12. Construction engaged various subcontractors and suppliers to supply certain

portions of services and materials required pursuant to the Contract (the

“Subcontractors”).

13. In or around February 18, 2015, the City terminated the Contract and

subsequently commenced an action against Construction in the Ontario Superior Court

of Justice at Brampton (the “City Action”), in which the City sought damages in the

amount of $10 million for costs, losses and expenses allegedly suffered and incurred as

a result of Construction’s alleged delays in completing the Project, incomplete and

deficient work, and other alleged defaults by Construction under the Contract. A copy

of the City’s Statement of Claim is attached hereto as Appendix “C”.
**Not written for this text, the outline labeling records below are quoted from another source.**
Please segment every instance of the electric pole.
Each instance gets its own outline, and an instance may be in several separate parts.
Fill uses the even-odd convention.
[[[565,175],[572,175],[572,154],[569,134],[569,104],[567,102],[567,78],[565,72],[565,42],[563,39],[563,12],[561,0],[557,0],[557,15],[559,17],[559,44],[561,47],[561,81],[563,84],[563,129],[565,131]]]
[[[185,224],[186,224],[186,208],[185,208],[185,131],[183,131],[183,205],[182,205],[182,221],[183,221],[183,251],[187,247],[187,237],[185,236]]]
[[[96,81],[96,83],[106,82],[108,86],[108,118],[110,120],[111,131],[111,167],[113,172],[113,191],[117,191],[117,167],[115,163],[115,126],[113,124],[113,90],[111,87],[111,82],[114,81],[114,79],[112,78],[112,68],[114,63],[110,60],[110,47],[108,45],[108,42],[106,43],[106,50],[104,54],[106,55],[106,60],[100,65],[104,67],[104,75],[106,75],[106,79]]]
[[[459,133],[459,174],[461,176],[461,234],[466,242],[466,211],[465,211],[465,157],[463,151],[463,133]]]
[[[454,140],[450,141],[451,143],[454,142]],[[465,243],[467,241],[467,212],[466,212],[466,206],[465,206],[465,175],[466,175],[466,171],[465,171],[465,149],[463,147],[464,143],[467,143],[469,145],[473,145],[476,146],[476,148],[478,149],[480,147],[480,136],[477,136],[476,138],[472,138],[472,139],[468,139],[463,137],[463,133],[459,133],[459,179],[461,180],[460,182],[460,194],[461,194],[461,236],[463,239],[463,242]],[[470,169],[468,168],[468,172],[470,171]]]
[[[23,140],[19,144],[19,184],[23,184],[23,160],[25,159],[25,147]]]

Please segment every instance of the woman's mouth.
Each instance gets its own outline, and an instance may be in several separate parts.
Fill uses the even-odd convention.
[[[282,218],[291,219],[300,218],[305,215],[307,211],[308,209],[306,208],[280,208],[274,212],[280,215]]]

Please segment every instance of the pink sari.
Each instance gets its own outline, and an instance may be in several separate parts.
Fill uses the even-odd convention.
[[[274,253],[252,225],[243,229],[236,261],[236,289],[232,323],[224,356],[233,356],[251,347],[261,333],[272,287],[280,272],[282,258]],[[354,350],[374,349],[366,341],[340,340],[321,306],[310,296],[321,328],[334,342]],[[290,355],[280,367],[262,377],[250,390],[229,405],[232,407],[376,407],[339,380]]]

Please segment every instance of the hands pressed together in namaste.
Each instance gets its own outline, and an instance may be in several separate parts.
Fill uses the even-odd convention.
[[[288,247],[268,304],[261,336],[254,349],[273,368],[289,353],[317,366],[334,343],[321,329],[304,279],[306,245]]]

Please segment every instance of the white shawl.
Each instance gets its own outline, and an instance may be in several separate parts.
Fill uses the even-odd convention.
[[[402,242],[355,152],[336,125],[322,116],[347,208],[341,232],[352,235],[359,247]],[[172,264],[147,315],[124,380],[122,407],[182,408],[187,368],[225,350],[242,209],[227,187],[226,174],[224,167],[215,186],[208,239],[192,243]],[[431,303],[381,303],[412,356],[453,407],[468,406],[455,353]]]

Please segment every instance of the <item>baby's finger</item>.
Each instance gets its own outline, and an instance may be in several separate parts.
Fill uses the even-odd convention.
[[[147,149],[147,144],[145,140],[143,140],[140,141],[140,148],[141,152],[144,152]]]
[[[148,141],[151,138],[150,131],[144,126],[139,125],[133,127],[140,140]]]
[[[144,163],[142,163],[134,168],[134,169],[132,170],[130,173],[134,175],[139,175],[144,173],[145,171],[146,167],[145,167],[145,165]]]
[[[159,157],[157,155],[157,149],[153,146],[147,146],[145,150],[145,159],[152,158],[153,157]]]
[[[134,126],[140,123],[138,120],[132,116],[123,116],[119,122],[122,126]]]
14. Construction defended the City Action and counterclaimed against the City in

the City Action for payment of the balance of the Contract amount and damages in the

aggregate amount of approximately $25 million for alleged breaches of the Contract by

the City, negligence and unjust enrichment (the “Counterclaim”). A copy of

Construction’s Statement of Defence and Counterclaim is attached hereto as Appendix

“D”.

15. The City defended the Counterclaim. A copy of the City’s Reply and Defence to

Counterclaim is attached hereto as Appendix “E”.

16. On April 1, 2015, Construction preserved a claim for lien against the Project

under the Construction Lien Act and on May 11, 2015 commenced an action against the

City and others in the Ontario Superior Court of Justice at Brampton (the “Lien Action”)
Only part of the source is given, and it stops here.